- 608 Okunma
- 1 Yorum
- 0 Beğeni
SÖYLEDİKLERİMİZDEN ÇOK SÖYLEMEDİKLERİMİZ
İletişim, bizler için o kadar çok önemlidir ki, öyle ki birbirimizi anlamaya yarayabilecek tüm semboller iletişim başlığı altına gizlenmiştir. Az çok etrafımızda insanlar vardır. En çok sevdiklerimiz, samimi arkadaşlarımız, yabancılar... Ve biz konuşuruz. Bir şekilde kendimizi ifade etme yoluna gideriz. Memnuniyet/memnuniyetsizlik... Netice ne olursa olsun, bu böyledir.
Bahsimiz aslında iletişimin teferruatı değil, sözler ve sözlere yüklediğimiz anlamlardır.
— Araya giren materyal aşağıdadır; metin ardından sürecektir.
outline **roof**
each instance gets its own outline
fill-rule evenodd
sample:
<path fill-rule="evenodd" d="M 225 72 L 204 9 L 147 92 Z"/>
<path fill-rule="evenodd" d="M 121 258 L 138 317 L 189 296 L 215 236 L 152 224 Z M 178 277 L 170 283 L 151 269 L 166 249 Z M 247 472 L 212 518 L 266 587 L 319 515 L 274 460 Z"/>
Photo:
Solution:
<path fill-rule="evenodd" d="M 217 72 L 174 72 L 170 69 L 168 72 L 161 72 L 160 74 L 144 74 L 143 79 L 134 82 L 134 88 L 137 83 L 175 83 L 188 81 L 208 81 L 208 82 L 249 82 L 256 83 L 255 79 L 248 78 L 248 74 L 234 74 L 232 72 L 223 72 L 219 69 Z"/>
Belki de söyleyemediklerimize yüklediğimiz anlamlar...
Evet. Söylediklerimiz ve söylemediklerimiz. Hangisi daha kıymetlidir sizce ?
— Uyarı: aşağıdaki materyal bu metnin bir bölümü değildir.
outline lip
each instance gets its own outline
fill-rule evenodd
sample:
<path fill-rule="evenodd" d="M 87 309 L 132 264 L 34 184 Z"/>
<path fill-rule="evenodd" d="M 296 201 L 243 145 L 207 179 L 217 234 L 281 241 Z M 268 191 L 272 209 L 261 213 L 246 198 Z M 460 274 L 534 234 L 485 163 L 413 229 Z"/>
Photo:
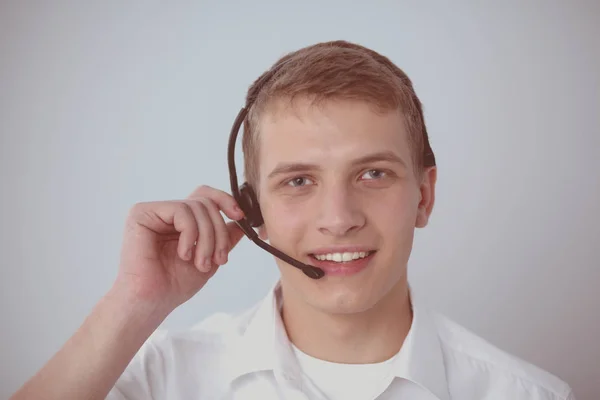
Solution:
<path fill-rule="evenodd" d="M 336 261 L 328 261 L 328 260 L 317 260 L 313 257 L 314 254 L 327 254 L 327 253 L 357 253 L 357 252 L 365 252 L 371 253 L 364 258 L 359 258 L 358 260 L 352 260 L 347 262 L 336 262 Z M 373 257 L 376 254 L 376 250 L 372 247 L 367 246 L 334 246 L 334 247 L 323 247 L 320 249 L 316 249 L 309 253 L 308 258 L 310 259 L 310 264 L 322 269 L 326 275 L 329 276 L 351 276 L 358 274 L 362 270 L 368 267 L 371 263 Z"/>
Söylediklerimiz, hele ki bir de süslü püslü ise nasılda dudaklarımızı her iki yana gerdirir.
Söylenmeyenler. Peki ya onlar. "Boş ver gitsin. Ne önemi var." düşüncesinin içerisine saplanmış kalmıştır.
Çevremizde o kadar çok insan/insanlar var ki... Okulda, işte, tatilde, seyahatte... Belkide en yakınımızdakiler; dostlarımız, arkadaşlarımız, ve en önemlisi ailemiz... İfade eder dururuz. Eylemler canımızı sıksa da, söylemler boğazımıza ilmik atsa da, çoğu insan çoğu zaman söylemediklerinin içine düşüp kalmıştır. Tercih edilen bu yol çoğunlukla iletişimin taze kalması adına yapılır. Ya da sevdiği insanı kaybetme korkusu ... O korku esir almıştır onu.
Önemli midir sizce?
Yani hangisi?
Söylediklerimiz mi, söylemediklerimiz mi ?
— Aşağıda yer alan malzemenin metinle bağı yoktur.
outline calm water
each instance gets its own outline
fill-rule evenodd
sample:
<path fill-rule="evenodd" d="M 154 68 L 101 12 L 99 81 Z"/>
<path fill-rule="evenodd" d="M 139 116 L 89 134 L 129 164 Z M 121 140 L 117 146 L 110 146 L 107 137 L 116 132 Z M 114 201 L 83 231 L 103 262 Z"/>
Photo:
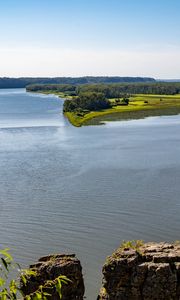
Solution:
<path fill-rule="evenodd" d="M 88 300 L 122 240 L 180 239 L 180 116 L 74 128 L 53 96 L 0 90 L 1 247 L 74 252 Z"/>

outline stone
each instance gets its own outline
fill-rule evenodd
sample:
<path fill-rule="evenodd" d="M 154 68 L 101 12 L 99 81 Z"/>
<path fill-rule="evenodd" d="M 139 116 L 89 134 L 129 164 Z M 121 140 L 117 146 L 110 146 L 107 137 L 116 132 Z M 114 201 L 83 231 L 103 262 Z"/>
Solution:
<path fill-rule="evenodd" d="M 84 281 L 82 267 L 75 254 L 57 254 L 41 257 L 39 261 L 30 266 L 29 270 L 35 271 L 35 275 L 28 275 L 26 285 L 21 280 L 21 289 L 24 295 L 34 293 L 40 285 L 47 280 L 54 280 L 60 275 L 65 275 L 70 282 L 62 284 L 62 300 L 83 300 Z M 47 290 L 47 292 L 49 292 Z M 56 289 L 51 289 L 48 300 L 59 300 Z"/>
<path fill-rule="evenodd" d="M 99 300 L 180 300 L 180 246 L 120 247 L 103 266 Z"/>

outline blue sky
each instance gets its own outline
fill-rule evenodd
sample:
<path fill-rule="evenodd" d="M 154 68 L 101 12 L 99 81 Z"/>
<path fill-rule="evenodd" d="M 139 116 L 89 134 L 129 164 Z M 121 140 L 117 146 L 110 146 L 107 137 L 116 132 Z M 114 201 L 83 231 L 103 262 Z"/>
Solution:
<path fill-rule="evenodd" d="M 179 0 L 4 0 L 0 76 L 180 77 Z"/>

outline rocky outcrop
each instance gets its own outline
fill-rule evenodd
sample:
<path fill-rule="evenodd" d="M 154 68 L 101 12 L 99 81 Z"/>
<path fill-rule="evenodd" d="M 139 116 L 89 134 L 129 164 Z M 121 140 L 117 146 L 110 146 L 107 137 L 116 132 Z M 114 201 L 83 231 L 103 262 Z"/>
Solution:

Söylediklerimiz değer verdiklerimizin ya da mecburi ortamlarda ilişkilerin canlı kalması adına önemlidir. (Mütemadiyen karşılıklı olmalıdır bu; eylem/duygular dersek koca bir aldatmaca olur.)
Bir de söylemediklerimiz var ki onlarda önemlidir. Çoğunlukla kalp kırgınlıkları, küslükler bunun altında çığ gibi büyümüştür ama bizler her seferinde bastırtmışızdır. Belkide dillense o söylenmeyenler tüm anlaşmazlıklar çözülür müydü meçhul. Peki söylenmeyenler söylense dünya çatlar mıydı? Belkide olumsuz durumlar düzeltilecek ve hatalar görülecek ( bu genelde hidayet sahibi bireylerin yaklaşımıdır.) ve dört dörtlük olmayacak ilişki içerisinde yinede daha düzgün olacaktır.
İşte burada empati önemli kılıyor kendini. Sevilen bir söz: " Kendine yapılmasını istemediğin bir şeyi başka birine asla yapma."
Söyleyelim. Çünkü söylediğimiz güzel şeyler doğrultusunda sevdiklerimiz ile daha çok büyürüz.
Ve söylemediklerimiz...
Bu biraz farklı bir durum. Söylemeyen değilde, söyletmeye fırsat dahi vermeyen kişi/kişilerin biraz daha itinalı yol almaları gerekiyor.Söylem ve ifade tarzı konusuna biraz daha dikkat etmeleri gerekiyor.
Şöyle diyebilir miyiz;
Söylediklerimizden çok söylemediklerimiz,
Söylemediklerimizden ziyade söylediklerimizde önem arz eder.
30.07.2015
22.05
ÖZLEM ŞAHİN
YORUMLAR
Söylediklerimiz söyleyemediklerimizin yanın da bir susam kadardır. Ya da tam tersi, söyleyemediklerimiz söylediklerimizin yanında derya gibidir. İyi de niye söyleyemeyiz? Korktuğumuzdan elbet. Bu korkunun pek çok sebebi olabilir. Kaybetmek, ortamdan dışlanmak, yanlış anlaşılmak gibi. Kırma korkusu da var elbet.
Genelde hayat söylememe diskuru üstünden yaşanır sanki. Korkaklık en egemen duygudur zira.
Oysa bu diskur yıpratıcı hatta yıkıcı bir çelişkiyi de içinde taşır. Ve bu çelişki gün be gün büyür, çözümsüz bir hal alır. Kırgınlıklar aşılamaz duruma gelir, dostluğu, ilişkiyi kurban eder, bitirir.
Geriye elde kalan ise, keşke söyleseydim ile dile gelen bir pişmanlıktır.